Amateur historian Fiona Kay spent three years scouring and scanning thousands of pictures from a library archive covering the history of Newcastle and North East England. Ahead of a book festival talk on her findings, she has shared some of her favourite images with the BBC.
Deep in the bowels of Newcastle’s City Library is a cold storage room brimming with boxes.
Some contain negatives on plastic film, others large glass plates dating back to the mid-1800s when photography was in its infancy.
All were of interest to Fiona Kay, who works in admin for a company by day and is a keen historian by night (well, at the weekends).
In 2017 she started making regular visits to the library’s archives, pulling out box after box and scanning the contents.
Before the coronavirus pandemic curtailed her efforts in 2020, Ms Kay had scanned some 5,000 pictures, properly cataloguing many of them for the first time.
“There is just so much history squirrelled away that does not see the light of day,” Ms Kay from Cramlington said.
“I was especially interested in the social history, seeing the people and what they were wearing and doing, looking at the cars and carriages, the shops and how they have changed.”
With the support of the library, she and her partner Neil Storey, who is a professional historian, collated dozens of pictures for a book, Geordie Newcastle: How We Used to Live, published by Tyne Bridge Publishing.
On Monday, Ms Kay will give a talk at the library as part of the Books on Tyne festival.
She is hopeful of one day getting back into the library’s archives, estimating she has only scanned a third of its contents.
“It’s both daunting and exciting,” Ms Kay said.
Here are some of her favourite images.
The first picture shows a view of Newcastle as seen from The Rabbit banks in Gateshead across the Tyne in about 1890.
“In those days the river was lined with working factories, wharves and warehouses and the industries caused smog to hang in the air over the city,” Ms Kay said.
Ms Kay’s second picture shows a view of Castle Garth and Dog Leap Stairs also taken in about 1890.
“Although there was a certain Dickensian charm about it, the living conditions within these old buildings were often squalid and unsanitary and many folks simply did not have the money to move out from them,” she said.
Ms Kay said she especially liked finding pictures of people, such as the above image showing a line of “hard-up folks” waiting for free food from the St Ann’s soup kitchen in 1912.
Visitors to Eldon Square today will find a busy shopping area, but in 1933 it was still surrounded by Georgian houses.
“It was an area of tranquil calm in the city centre,” Ms Kay said.
Northumberland Street, as seen in the above picture in 1925, formed the “shopping heartland” of Newcastle along with Grainger Street, Ms Kay said.
The Bigg Market is perhaps best known now for its varied bars and nightlife, but in 1930 it was a popular market.

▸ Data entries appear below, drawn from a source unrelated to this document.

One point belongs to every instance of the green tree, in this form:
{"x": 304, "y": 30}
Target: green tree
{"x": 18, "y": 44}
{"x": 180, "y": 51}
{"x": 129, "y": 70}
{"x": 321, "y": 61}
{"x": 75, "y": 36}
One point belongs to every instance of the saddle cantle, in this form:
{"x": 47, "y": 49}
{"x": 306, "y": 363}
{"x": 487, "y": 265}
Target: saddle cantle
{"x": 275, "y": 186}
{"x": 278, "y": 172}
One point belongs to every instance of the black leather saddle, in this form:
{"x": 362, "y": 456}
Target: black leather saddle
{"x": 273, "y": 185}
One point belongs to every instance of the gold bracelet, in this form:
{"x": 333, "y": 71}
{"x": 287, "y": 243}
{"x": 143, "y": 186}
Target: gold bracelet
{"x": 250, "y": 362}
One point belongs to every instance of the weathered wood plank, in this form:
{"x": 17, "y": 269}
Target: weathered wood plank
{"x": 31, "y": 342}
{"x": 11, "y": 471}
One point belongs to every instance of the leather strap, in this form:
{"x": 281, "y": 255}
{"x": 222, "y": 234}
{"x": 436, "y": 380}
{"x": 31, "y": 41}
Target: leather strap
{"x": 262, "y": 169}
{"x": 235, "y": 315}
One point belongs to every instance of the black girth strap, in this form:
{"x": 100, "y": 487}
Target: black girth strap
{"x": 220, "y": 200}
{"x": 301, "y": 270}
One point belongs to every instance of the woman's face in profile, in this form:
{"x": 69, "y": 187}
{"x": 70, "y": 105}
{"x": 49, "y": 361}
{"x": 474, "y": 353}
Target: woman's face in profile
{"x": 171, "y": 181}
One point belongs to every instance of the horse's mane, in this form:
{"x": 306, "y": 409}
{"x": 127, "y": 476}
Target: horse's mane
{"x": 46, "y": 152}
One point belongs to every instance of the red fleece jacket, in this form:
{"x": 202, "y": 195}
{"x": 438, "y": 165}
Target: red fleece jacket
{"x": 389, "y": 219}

“This area always seemed to be bustling with small crowds, not only visiting its shops or as visitors to events held at the old town hall, but they were also drawn to the market stalls, notably Risi’s and Mark Toney’s ice creams,” Ms Kay said.
Ms Kay said she liked pictures showing people going about their business, as seen in the above picture of Sandhill in about 1895.
“In the foreground are the carriers horses, carts and shelters but it was a stiff old climb for the hand barrow carters who transported goods from Quayside to Toon,” she said.
The above picture showed Newcastle advancing into the modern age in the 1950s, Ms Kay said, with Hadrian grocery shop in Wallsend offering the revolutionary idea of self-service.
“The concept of a self-service shop was still new to the British public who were used to asking at a counter and being served with goods they wished to purchase,” Ms Kay said.